Here are some of the reasons organizations should be careful to manage program expansion (and indeed adoption) in a controlled manner. Many of these reasons overlap or are cause-and-effect, and any of them can have dire consequences for the program and the organization as a whole.

Program personnel. There will be an increasing and sometimes unanticipated need for more people within your program. And sometimes, when the program is struggling to manage an overly ambitious launch, this can result in hiring people into the program too quickly, affecting quality of hire.

Alternatively, the program faces increased turnover, which affects all aspects of the program. This involves lost institutional knowledge, productivity, replacement costs. Also, ineffective management can result in senior people taking on additional responsibility themselves such that day-to-day tasks overly depend on them. Mired in daily administrative tasks can lead top personnel to stop spending time on the strategic initiatives that take the program and company forward.

Investment. There will be an increasing need for additional investment. This may be due to rushed decision-making based on personal preferences rather than considered analysis and stakeholder engagement — or may even lead to it.
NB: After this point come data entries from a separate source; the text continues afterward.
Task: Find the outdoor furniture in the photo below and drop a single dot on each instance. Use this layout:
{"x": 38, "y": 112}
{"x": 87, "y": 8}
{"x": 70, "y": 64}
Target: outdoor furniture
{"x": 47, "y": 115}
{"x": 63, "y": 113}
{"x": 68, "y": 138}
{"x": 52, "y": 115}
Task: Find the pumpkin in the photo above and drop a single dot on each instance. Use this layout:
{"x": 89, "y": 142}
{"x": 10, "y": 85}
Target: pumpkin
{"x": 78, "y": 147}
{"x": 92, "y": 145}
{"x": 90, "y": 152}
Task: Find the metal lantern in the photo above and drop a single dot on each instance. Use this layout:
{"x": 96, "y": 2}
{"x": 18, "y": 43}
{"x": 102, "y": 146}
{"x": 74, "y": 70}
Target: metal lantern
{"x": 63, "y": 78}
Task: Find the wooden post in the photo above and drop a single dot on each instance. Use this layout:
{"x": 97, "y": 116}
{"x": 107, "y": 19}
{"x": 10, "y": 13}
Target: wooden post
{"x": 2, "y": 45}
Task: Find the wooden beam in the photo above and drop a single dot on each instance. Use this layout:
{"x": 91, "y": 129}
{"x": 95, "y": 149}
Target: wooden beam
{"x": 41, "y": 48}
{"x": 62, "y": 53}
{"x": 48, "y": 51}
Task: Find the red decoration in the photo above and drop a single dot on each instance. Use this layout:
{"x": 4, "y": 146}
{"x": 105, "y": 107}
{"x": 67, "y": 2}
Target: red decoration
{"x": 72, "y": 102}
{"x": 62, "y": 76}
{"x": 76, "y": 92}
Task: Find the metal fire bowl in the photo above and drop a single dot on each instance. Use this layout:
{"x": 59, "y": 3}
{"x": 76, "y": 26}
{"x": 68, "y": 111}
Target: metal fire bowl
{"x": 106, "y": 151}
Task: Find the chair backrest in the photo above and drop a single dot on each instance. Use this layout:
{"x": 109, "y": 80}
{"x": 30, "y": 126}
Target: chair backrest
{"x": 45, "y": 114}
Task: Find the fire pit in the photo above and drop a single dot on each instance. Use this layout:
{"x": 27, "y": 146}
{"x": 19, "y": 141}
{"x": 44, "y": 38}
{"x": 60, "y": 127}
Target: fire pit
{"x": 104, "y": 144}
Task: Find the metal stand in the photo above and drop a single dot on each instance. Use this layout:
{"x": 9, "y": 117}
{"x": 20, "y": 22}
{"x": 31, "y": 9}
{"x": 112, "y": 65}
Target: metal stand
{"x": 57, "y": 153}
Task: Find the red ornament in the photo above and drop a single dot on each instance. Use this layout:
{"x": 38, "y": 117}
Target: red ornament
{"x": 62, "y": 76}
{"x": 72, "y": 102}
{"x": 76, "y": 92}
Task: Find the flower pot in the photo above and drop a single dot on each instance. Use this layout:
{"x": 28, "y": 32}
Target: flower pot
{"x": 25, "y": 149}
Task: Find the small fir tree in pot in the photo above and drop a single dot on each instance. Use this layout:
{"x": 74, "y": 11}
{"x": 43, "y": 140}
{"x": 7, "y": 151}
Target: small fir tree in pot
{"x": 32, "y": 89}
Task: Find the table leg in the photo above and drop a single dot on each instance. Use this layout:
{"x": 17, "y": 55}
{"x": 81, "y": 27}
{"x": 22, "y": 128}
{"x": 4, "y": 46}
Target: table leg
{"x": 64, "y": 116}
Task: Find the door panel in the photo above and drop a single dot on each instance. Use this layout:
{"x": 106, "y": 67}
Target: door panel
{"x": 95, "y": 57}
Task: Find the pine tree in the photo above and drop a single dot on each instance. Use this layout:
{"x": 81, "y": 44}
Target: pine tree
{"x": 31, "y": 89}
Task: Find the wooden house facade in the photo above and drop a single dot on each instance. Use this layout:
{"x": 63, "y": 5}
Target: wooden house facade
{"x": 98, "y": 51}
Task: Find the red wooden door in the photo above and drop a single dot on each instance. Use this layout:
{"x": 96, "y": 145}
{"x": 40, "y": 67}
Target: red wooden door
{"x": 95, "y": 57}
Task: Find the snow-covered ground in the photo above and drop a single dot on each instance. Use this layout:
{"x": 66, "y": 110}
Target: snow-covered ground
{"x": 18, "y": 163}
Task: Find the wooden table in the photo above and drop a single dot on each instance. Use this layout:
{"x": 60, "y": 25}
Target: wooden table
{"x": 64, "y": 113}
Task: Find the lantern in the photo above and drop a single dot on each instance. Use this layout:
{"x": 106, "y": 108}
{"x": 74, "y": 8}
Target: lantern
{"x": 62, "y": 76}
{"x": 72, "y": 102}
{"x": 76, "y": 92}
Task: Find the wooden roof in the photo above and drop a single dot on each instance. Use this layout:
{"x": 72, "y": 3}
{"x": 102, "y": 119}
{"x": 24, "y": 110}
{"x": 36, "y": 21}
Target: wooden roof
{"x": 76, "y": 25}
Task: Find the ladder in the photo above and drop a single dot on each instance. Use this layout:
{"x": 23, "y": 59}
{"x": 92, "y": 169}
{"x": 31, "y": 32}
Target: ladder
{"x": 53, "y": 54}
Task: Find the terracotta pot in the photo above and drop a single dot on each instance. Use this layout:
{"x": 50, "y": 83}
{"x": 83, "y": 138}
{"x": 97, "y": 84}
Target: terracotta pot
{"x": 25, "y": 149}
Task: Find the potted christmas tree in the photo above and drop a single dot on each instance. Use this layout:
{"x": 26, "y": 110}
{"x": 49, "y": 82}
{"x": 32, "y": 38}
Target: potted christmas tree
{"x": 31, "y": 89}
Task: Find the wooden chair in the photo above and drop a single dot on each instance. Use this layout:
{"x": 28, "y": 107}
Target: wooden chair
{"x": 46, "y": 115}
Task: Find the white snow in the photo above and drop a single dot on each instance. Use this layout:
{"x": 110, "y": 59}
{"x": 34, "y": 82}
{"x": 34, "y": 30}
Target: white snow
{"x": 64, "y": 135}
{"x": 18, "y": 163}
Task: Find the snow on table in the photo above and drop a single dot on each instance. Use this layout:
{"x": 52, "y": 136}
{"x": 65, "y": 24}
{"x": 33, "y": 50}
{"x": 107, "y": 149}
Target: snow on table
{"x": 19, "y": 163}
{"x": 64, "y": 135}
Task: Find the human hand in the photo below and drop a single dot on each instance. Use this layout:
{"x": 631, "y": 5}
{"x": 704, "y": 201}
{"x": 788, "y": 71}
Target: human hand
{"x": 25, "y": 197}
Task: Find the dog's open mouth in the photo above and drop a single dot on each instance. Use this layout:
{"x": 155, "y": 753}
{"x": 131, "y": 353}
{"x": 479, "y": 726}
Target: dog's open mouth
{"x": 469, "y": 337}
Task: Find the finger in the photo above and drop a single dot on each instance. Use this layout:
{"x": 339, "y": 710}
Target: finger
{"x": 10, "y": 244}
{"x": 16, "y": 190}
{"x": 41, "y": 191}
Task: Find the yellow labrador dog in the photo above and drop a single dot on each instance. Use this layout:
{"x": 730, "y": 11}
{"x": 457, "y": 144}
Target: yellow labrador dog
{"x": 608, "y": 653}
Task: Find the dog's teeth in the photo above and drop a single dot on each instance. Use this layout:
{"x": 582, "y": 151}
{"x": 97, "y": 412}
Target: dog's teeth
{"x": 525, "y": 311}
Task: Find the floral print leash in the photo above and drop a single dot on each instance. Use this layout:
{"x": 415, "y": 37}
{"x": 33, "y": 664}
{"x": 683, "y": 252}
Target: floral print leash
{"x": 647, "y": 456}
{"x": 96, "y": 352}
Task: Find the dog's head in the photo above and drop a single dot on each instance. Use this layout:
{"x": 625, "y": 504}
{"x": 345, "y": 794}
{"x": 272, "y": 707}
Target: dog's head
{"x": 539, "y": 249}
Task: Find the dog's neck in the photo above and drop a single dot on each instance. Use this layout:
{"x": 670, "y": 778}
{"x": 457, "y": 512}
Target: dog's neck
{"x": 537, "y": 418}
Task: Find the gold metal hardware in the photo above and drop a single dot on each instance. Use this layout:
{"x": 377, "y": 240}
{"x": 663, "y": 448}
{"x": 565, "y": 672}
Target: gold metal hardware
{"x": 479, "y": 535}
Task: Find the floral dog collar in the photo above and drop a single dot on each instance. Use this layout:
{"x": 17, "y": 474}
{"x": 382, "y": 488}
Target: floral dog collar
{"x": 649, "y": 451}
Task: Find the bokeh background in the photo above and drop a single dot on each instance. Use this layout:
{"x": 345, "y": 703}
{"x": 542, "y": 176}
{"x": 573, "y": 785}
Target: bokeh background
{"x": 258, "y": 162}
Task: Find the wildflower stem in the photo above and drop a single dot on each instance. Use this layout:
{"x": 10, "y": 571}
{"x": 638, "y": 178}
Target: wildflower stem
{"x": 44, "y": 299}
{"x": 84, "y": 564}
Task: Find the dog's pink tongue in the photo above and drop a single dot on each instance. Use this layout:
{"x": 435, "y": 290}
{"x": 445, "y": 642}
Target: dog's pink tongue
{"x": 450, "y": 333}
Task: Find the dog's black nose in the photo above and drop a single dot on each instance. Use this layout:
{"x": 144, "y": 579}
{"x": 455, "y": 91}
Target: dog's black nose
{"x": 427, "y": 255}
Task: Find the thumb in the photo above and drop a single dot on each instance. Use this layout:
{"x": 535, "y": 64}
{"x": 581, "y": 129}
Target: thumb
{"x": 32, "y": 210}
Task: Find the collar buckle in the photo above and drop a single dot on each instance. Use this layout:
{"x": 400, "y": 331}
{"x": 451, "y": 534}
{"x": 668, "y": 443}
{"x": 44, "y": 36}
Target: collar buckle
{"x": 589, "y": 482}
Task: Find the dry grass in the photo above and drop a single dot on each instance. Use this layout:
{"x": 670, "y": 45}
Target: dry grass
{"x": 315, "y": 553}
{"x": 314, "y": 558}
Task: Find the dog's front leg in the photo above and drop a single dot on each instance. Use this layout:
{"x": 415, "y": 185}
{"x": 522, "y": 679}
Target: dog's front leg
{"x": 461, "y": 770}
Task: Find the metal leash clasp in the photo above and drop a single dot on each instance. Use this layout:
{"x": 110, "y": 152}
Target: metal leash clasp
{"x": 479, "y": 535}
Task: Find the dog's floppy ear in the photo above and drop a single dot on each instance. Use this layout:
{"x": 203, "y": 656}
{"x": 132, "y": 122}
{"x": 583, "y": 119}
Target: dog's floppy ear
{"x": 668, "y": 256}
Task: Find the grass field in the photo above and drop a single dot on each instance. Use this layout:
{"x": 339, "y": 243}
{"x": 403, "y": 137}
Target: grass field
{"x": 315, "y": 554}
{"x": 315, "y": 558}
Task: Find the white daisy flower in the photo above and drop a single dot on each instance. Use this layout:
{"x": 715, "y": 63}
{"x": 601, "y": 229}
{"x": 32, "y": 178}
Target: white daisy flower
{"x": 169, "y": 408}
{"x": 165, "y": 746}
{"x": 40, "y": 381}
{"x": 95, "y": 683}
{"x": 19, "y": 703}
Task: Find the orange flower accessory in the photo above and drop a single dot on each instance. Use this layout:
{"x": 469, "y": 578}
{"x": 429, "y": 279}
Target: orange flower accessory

Such as choosing the wrong technology out of desperation in order to manage the too-large bite your program took.

Lost resources. The people that conceived the innovation or expansion are often side-lined or get involved in other projects, resulting in less drive and creativity.  A lack of understanding of what the innovation or expansion intended leads to poor results.

Customer service. A program office that struggles to deliver on an overly ambitious launch struggles to deliver the quality of customer service, often as a result of excessive workload and/or poor processes. Quality controls are reduced, billing problems crop up. Internal stakeholders look to circumvent the program.

Poor candidate experience. Just as internal stakeholder dissatisfaction is damaging to a program, poor candidate experience affects the organization’s reputation, which can have a domino effect on the supplier base as well. At the end of the day, the right workers are needed to get the job done. But if the candidates are not being treated appropriately their productivity drops, eroding the company’s effectiveness.

Strategic benefit falters. An overly ambitious effort forces the program office to focus on the short-term rather than long-term objectives of the program and organization.

The bottom line when planning out a new program or an expansion effort is to be careful what you ask for. Problems that crop up during the implementation of a poorly conceived change effort — or overly ambitious one — can snowball quickly, and the program may never recover.

So by all means, think big. But start small — perhaps smaller than you think is necessary. Prepare with careful, strategic planning, taking all eventualities into consideration, and then be prepared to scale quickly once the kinks are worked out for optimum return.